Cette contradiction est au fondement de la possibilité de la critique. Car les individus n’adoptent pas de position absolue à l’égard des institutions, en sorte qu’ils n’adhèrent jamais entièrement aux représentations qu’elles élaborent sans pouvoir prendre de recul envers elles, ni, à l’inverse, ne sont constamment, et à propos de toutes leurs représentations, dans le scepticisme le plus radical. L’existence de la critique tient à la possibilité de tenir ensemble, dans un même cours d’action, deux positions.

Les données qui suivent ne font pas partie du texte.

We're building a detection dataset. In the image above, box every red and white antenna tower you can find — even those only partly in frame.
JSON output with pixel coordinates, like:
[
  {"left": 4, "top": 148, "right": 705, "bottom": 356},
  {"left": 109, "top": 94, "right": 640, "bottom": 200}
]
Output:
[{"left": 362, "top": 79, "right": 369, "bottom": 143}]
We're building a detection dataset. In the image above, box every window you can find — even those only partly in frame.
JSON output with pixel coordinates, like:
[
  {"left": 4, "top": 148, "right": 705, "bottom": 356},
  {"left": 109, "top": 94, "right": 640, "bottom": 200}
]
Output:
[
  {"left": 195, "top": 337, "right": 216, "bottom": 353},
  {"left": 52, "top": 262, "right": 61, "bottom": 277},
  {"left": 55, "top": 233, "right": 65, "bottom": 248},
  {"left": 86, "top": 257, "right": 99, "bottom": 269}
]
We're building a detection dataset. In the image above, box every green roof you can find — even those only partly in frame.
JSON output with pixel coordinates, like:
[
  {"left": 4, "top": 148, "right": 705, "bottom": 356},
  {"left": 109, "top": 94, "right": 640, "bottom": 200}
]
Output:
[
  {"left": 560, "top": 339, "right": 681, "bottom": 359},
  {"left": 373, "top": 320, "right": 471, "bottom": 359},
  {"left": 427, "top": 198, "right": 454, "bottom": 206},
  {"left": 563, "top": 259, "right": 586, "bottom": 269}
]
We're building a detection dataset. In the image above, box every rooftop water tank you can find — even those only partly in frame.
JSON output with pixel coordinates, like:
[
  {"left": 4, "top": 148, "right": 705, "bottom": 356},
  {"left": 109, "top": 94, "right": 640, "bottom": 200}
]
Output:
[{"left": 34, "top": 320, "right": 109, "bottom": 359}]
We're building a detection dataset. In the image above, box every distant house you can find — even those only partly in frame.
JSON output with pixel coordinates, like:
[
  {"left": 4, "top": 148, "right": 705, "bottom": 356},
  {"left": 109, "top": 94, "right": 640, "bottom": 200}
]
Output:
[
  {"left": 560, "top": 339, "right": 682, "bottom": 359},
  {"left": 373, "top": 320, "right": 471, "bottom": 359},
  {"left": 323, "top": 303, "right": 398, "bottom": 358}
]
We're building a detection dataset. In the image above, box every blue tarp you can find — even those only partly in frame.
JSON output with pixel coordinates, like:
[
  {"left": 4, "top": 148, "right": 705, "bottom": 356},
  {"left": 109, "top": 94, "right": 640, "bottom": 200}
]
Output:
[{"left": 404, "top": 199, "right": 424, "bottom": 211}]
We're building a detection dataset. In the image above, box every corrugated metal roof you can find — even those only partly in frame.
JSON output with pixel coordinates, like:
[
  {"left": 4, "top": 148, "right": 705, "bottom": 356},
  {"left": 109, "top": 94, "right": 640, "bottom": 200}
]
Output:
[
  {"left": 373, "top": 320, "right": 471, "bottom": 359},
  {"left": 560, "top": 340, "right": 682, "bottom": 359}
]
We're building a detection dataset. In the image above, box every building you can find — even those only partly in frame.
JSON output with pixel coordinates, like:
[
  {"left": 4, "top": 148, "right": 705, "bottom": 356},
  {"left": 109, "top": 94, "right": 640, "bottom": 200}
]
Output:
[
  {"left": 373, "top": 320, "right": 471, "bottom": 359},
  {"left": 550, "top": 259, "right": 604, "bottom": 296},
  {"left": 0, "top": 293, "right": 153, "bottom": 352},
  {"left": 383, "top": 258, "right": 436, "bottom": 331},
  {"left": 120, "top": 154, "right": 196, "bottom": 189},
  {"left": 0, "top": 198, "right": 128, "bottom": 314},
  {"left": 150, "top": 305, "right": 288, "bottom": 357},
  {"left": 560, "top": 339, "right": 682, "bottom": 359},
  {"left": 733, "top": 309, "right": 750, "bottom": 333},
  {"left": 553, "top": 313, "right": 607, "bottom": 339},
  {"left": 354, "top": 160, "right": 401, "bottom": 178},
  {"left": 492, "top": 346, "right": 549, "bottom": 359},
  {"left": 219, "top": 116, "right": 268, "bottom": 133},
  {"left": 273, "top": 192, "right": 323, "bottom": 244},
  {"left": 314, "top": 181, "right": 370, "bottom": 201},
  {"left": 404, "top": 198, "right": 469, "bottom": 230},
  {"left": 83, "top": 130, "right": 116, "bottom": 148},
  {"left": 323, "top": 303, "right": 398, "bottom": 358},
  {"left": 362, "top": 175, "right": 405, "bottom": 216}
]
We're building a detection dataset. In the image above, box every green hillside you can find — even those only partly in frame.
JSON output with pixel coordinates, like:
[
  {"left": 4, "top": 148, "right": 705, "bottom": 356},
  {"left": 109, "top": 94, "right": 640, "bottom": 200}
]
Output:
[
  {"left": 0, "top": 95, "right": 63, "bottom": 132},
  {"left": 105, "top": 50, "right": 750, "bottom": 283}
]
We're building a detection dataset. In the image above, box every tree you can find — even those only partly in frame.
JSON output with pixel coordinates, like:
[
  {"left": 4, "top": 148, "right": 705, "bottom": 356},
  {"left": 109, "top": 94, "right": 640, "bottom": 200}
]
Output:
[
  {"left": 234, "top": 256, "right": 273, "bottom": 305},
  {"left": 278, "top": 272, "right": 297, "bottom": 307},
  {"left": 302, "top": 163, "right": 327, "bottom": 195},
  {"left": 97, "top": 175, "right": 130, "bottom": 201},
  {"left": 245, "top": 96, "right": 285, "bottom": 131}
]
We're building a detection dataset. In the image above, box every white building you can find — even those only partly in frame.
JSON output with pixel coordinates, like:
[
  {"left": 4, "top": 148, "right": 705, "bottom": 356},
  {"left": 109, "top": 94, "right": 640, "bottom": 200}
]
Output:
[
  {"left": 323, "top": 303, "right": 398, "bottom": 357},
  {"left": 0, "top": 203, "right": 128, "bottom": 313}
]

À la différence de ces positions absolues et jamais (ou pratiquement jamais) attestées, l’existence de la critique prend précisément appui sur la possibilité de donner son adhésion et de douter, et aussi, souvent à propos des mêmes objets, de basculer entre ces deux positions – autant de mouvements qui trouvent leur principe dans l’incertitude qui vient de l’impossibilité d’en finir une fois pour toutes avec la contradiction herméneutique (Boltanski, 2009 : 150).

La critique vient ainsi dévoiler les écarts entre les formes symboliques produites par les institutions et un état de choses. De ce fait, elle ne peut s’exercer qu’à propos de ce qui est déjà qualifié par les institutions qui, sous diverses formes (rituels, cérémonies, etc.), confirment sans cesse ce qu’elles disent et ramènent les situations nouvelles aux situations déjà connues afin de prévenir la critique qui menace en permanence de dévoiler ces écarts.